In the 2014-2015 season, Ryan won the Golden Helmet as the Swedish Hockey League’s most valuable player. For the first time in his career, he was receiving realistic looks to play for an NHL club. Ryan signed a one-year $600,000 contract with the Carolina Hurricanes the following season.

Ryan moved his way up to become an every day NHL player early into the 2016-2017 season before being part of the main roster for the 2017-2018 season. He spent the year centering the third line with Jeff Skinner and Lee Stempniak, as well as serving as the center of the second power play unit.

Evaluating Ryan’s play is tough when you look at his numbers he had the seventh most points on the team with the eighth most goals and assists. Ryan played a majority of the season on a line with Jeff Skinner who had the second most goals on the team with 24. Playing with a great goal scorer is going to inflate your points.

The first reason being if you have a goal scorer on your line, there is a great chance you are going to be one of the last two people that touch the puck before it goes in. The secondary effect of the defense cheating towards the skilled player allows other players in the line to have more space. Just think of the effect that Sidney Crosby has on his below average linemates.

His biggest strength is that he’s not scared to get into the dirty zones. On a team that has issues being physical, hes not scared to go to the front of the net or battle along the boards. He has driven offense by digging pucks out and dishing them to the slot and by cleaning up rebounds in front of the net.

The issue with Derek Ryan is that he is a small forward that doesn’t necessarily have the speed or the hands to make up for his lack of size. There are a lot of times that he is able to get bodied off of the puck. As a center, his role is also to get in front of the net, but without the size, he doesn’t become a pesky presence. This also affects his defense.

When you look at his Corsi it’s good - really good. In fact, his 56.96 is 14th best in the league. But when you combine this with a 43.69 gf%, something is clearly wrong. How can someone who is on this ice in the offensive zone for nearly 60% of the time be on the ice for more goals against than goals for by that much of a margin?

Ryan had the fourth most giveaways out of the forwards, with 48, which also led to a lot of goals and opportunities for the opposition. His lack of size allows him to be pushed off of the puck easily and his passing isn’t envied around the league. The forwards above him were Justin Williams, Jeff Skinner, and Sebastian Aho. Two of those are the leading goal scorers and are the most aggressive players on the team.

You’re much more likely to put up with the bad when you get that much production.

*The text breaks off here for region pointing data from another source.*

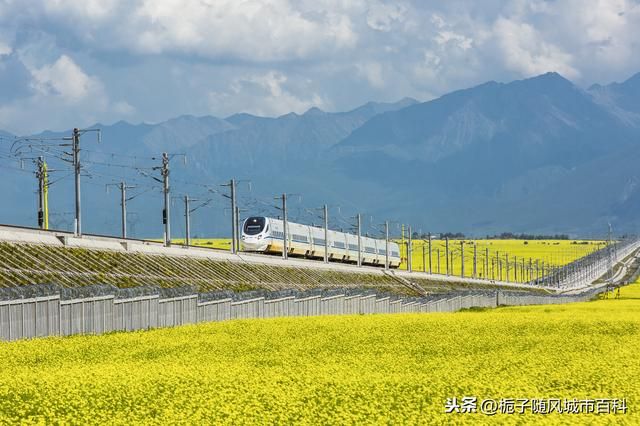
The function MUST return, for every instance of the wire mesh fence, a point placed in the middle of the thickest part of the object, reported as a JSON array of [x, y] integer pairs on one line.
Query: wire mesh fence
[[51, 310]]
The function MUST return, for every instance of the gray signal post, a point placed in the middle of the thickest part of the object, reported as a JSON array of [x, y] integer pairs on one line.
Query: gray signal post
[[166, 216], [506, 265], [446, 252], [386, 245], [187, 222], [40, 174], [238, 229], [409, 252], [475, 260], [77, 168], [359, 230], [430, 252], [462, 258], [123, 206], [234, 223], [285, 253], [325, 217]]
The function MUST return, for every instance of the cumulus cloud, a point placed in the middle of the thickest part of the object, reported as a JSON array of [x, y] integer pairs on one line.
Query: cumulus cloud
[[524, 50], [62, 95], [154, 59], [264, 95], [65, 79], [381, 16]]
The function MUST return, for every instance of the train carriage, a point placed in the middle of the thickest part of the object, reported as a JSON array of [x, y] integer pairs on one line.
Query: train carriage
[[266, 235]]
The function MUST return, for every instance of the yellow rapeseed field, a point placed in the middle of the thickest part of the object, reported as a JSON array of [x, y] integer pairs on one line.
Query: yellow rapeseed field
[[551, 252], [396, 369]]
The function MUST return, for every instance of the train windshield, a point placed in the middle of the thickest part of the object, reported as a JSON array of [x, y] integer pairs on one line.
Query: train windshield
[[254, 225]]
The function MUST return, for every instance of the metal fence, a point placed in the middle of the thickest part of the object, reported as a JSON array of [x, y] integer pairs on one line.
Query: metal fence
[[50, 316]]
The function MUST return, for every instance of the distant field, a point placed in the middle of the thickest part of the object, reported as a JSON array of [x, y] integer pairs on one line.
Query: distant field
[[373, 369], [552, 252]]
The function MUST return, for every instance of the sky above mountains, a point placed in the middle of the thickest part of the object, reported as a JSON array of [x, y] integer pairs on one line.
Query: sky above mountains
[[66, 63]]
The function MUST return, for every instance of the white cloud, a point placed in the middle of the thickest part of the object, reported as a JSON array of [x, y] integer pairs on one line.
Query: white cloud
[[265, 95], [525, 51], [453, 38], [381, 16], [65, 79], [63, 95], [274, 56], [372, 72]]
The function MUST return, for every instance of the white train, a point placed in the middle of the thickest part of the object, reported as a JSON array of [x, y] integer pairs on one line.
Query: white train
[[265, 234]]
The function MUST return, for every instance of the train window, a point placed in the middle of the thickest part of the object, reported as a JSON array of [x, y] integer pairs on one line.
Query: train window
[[254, 225]]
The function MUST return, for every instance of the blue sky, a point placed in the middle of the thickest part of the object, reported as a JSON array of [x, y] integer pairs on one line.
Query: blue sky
[[66, 63]]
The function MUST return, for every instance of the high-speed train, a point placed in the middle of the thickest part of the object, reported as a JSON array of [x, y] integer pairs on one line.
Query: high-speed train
[[266, 235]]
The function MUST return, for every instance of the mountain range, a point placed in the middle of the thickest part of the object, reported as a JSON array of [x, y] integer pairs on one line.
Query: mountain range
[[539, 155]]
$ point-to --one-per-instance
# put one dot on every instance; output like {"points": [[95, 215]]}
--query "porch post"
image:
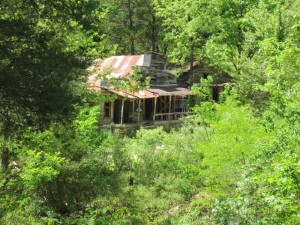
{"points": [[170, 105], [122, 110], [154, 111], [182, 103], [139, 111]]}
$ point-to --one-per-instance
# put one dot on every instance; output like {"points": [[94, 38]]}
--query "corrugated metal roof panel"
{"points": [[120, 65], [161, 91]]}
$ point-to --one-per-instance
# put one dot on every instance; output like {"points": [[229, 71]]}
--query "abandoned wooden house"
{"points": [[164, 100]]}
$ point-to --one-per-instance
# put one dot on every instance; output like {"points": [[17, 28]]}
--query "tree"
{"points": [[45, 47]]}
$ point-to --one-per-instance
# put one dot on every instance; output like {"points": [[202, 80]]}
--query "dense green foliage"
{"points": [[233, 162]]}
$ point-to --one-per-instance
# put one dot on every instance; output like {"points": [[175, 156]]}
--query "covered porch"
{"points": [[154, 104]]}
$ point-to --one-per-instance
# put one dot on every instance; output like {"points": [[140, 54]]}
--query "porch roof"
{"points": [[152, 92], [170, 90]]}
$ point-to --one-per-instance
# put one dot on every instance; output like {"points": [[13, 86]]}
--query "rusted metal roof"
{"points": [[119, 66], [127, 94], [172, 90]]}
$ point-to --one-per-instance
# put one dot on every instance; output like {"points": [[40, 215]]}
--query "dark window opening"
{"points": [[205, 75], [107, 109]]}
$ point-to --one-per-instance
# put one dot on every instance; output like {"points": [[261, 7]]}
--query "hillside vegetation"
{"points": [[233, 162]]}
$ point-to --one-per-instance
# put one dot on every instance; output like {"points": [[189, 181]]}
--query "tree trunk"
{"points": [[130, 15], [5, 149]]}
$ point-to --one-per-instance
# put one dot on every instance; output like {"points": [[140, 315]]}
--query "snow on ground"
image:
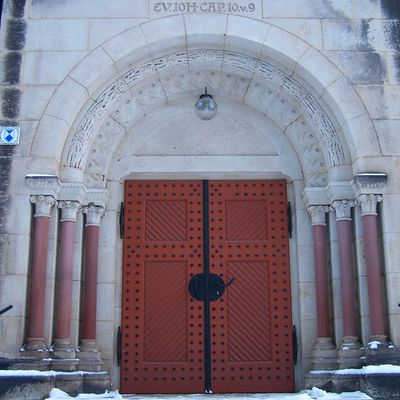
{"points": [[312, 394], [367, 370], [31, 372]]}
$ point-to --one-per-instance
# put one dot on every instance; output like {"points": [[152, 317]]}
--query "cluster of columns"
{"points": [[62, 349], [349, 353]]}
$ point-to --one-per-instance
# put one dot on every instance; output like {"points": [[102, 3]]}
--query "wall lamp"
{"points": [[206, 108]]}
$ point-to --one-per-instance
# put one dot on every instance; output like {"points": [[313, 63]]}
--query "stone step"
{"points": [[36, 385]]}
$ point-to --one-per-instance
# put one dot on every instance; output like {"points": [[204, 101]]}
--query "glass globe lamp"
{"points": [[206, 108]]}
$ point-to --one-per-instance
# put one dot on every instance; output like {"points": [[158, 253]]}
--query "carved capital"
{"points": [[318, 214], [93, 215], [43, 205], [371, 180], [69, 210], [343, 209], [368, 203]]}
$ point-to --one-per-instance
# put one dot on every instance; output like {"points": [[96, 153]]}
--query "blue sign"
{"points": [[9, 135]]}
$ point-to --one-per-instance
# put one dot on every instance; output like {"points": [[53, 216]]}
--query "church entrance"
{"points": [[206, 302]]}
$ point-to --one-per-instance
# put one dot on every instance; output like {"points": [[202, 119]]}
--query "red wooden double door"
{"points": [[235, 231]]}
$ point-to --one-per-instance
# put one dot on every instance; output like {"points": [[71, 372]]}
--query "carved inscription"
{"points": [[239, 7]]}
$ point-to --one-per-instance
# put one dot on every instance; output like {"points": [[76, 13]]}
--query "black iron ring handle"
{"points": [[227, 284]]}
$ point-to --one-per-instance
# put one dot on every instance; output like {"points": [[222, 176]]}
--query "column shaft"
{"points": [[375, 292], [321, 280], [64, 295], [90, 288], [38, 278], [347, 278]]}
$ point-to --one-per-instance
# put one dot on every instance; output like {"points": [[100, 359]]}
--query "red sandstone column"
{"points": [[35, 345], [62, 347], [88, 341], [318, 215], [349, 354], [324, 351], [368, 203]]}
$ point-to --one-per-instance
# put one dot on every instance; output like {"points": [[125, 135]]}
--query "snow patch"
{"points": [[374, 345], [59, 394], [312, 394], [31, 372], [369, 369]]}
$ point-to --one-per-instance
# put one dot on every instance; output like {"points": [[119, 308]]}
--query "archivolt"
{"points": [[250, 68]]}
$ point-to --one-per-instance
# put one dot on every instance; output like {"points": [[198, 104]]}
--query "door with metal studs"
{"points": [[206, 301]]}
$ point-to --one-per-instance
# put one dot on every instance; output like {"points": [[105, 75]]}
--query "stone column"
{"points": [[62, 347], [324, 352], [349, 353], [90, 354], [35, 345], [378, 340]]}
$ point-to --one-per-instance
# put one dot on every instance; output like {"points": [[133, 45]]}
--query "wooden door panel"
{"points": [[251, 329], [162, 326]]}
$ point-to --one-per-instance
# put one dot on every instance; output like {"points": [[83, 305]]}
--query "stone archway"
{"points": [[312, 126], [307, 79]]}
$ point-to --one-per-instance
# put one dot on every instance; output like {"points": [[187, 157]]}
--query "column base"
{"points": [[34, 348], [89, 356], [350, 353], [324, 355], [380, 351], [66, 365], [62, 349]]}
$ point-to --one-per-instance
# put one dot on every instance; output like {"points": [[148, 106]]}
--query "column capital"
{"points": [[368, 203], [318, 214], [343, 209], [43, 205], [69, 210], [93, 214]]}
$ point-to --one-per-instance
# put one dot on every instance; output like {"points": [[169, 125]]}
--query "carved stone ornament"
{"points": [[69, 210], [260, 69], [93, 215], [371, 180], [43, 205], [343, 209], [318, 214], [368, 203]]}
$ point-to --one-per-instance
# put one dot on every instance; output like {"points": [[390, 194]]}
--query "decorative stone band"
{"points": [[318, 214], [43, 205], [343, 209], [69, 210], [93, 215], [368, 203], [102, 105]]}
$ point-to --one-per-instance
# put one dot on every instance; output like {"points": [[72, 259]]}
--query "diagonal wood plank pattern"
{"points": [[165, 220], [165, 312], [248, 312]]}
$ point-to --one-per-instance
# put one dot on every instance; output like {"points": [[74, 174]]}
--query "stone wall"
{"points": [[42, 41]]}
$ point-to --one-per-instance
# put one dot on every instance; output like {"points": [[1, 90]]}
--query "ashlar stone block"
{"points": [[388, 134], [307, 29], [161, 36], [205, 31], [49, 67], [61, 106], [360, 67], [57, 34], [246, 33], [86, 9], [284, 47], [103, 29], [127, 48], [94, 70]]}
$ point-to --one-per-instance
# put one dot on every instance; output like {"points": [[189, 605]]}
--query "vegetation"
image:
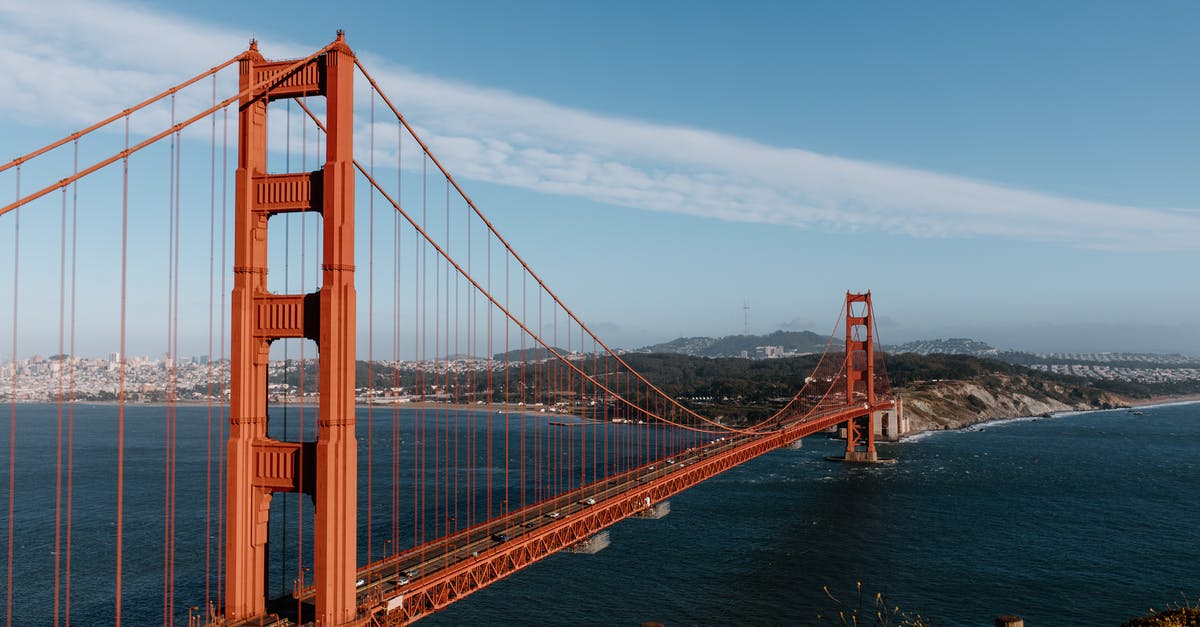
{"points": [[1186, 615], [874, 611]]}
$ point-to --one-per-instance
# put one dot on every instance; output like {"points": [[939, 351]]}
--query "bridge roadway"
{"points": [[424, 579]]}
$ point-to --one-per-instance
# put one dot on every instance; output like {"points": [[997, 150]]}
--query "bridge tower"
{"points": [[259, 466], [861, 376]]}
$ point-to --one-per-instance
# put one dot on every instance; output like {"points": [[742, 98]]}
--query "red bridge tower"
{"points": [[259, 466]]}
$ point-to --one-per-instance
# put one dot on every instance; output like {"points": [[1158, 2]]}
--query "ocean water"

That’s what sums up Derek Ryan’s game. His stats show that he’s a center that drives offensive possession, not one that is solid in both zones. Without offensive production, his mistakes and the gaps in his defensive game don’t make up for what he can produce.

Ryan is now a UFA, and honestly, I could see him back with the team for another season. Prospect Martin Necas may or may not be ready to take over as a full-time center in the NHL and Victor Rask struggled this year. Ryan could slot in on the fourth line and be fine. Aho, Jordan Staal, Victor Rask/Elias Lindholm, and Ryan would be the ideal top to bottom with the current roster.

Both Lindholm and Rask have much higher ceilings both offensively and defensively. Where the team can benefit is having a guy who’s not scared to bring the energy every time he is our and get in the corners and hang around the net. Having a 15 goal scorer on the fourth line would be more than acceptable.

Ryan could try to test the market, or he could sign another one-year deal for around $1 million to stay with what he knows. The biggest factor in the team’s success and his success is being put in an energy line role and not in a scoring line with Jeff Skinner or on the power play.

We just need a coach that we can trust to make those decisions.